Popplepsalta notialis

Scientific classification
- Kingdom: Animalia
- Phylum: Arthropoda
- Clade: Pancrustacea
- Class: Insecta
- Order: Hemiptera
- Suborder: Auchenorrhyncha
- Family: Cicadidae
- Genus: Popplepsalta
- Species: P. notialis
- Binomial name: Popplepsalta notialis (Popple, 2013)

= Popplepsalta notialis =

- Genus: Popplepsalta
- Species: notialis
- Authority: (Popple, 2013)

Species of cicada

Popplepsalta notialis is a species of cicada in the true cicada family, Cicadettinae subfamily and Cicadettini tribe. The species is endemic to Australia. It was described in 2013 by Australian entomologist Lindsay Popple.

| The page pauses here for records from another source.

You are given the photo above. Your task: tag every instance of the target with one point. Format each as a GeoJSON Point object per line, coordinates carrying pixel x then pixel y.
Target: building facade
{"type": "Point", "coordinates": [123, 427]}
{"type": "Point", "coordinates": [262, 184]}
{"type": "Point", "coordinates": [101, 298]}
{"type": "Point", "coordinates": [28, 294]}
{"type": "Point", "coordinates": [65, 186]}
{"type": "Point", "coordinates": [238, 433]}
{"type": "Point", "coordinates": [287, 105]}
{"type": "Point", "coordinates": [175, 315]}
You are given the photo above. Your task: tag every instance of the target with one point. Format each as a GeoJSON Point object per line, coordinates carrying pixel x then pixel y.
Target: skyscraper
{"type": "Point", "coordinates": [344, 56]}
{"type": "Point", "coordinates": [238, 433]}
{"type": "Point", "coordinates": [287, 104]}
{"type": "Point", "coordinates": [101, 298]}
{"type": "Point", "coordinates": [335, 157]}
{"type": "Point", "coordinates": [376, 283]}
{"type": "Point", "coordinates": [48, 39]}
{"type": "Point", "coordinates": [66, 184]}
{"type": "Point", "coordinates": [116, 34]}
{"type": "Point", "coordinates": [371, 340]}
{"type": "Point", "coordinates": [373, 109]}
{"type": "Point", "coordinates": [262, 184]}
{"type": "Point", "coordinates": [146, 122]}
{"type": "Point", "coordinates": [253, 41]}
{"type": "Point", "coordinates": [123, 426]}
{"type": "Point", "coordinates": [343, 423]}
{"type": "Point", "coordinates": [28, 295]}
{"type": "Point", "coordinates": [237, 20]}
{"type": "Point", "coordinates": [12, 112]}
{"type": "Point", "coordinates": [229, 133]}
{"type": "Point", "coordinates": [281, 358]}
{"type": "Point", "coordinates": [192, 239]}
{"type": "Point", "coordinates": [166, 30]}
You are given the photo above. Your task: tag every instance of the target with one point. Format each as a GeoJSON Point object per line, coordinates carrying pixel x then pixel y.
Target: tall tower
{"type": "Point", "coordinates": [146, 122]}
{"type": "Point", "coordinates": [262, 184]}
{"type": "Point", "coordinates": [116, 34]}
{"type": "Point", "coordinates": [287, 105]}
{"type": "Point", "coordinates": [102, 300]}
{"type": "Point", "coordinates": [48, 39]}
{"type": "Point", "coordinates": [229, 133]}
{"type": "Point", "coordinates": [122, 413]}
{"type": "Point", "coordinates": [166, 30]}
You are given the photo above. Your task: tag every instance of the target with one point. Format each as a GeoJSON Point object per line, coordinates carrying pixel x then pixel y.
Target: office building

There are two subspecies.

==Subspecies==
Popplepsalta notialis notialis (Popple, 2013) is also known as the southern red-eyed squeaker.

===Description===
The length of the forewing is 13–17 mm.

===Distribution and habitat===
P. n. notialis occurs from Mount Moffatt in Central Queensland southwards through South East Queensland to Gerroa on the south coast of New South Wales. Associated habitats include eucalypt woodland and open forest, as well as urban parks and gardens in Sydney.

===Behaviour===
Adult males may be heard from September to February, while clinging to the foliage and upper branches of trees and shrubs, emitting buzzing and chirping calls.

Popplepsalta notialis incitata (Popple, 2013) is also known as the inland sprinkler squeaker.

===Description===
The length of the forewing is 14–16 mm.

===Distribution and habitat===
P. n. incitata occurs in the Brigalow Belt of inland eastern Australia, from Mazeppa National Park in central Queensland southwards to Narrabri in north-central New South Wales. There are also disjunct populations in the Australian Capital Territory and Victoria. Associated habitats include brigalow scrub, eucalypt woodland, open shrubland, mulga scrub and rural gardens.

===Behaviour===
Adult males may be heard while clinging to the foliage and upper branches of trees and shrubs, emitting buzzing and chirping calls.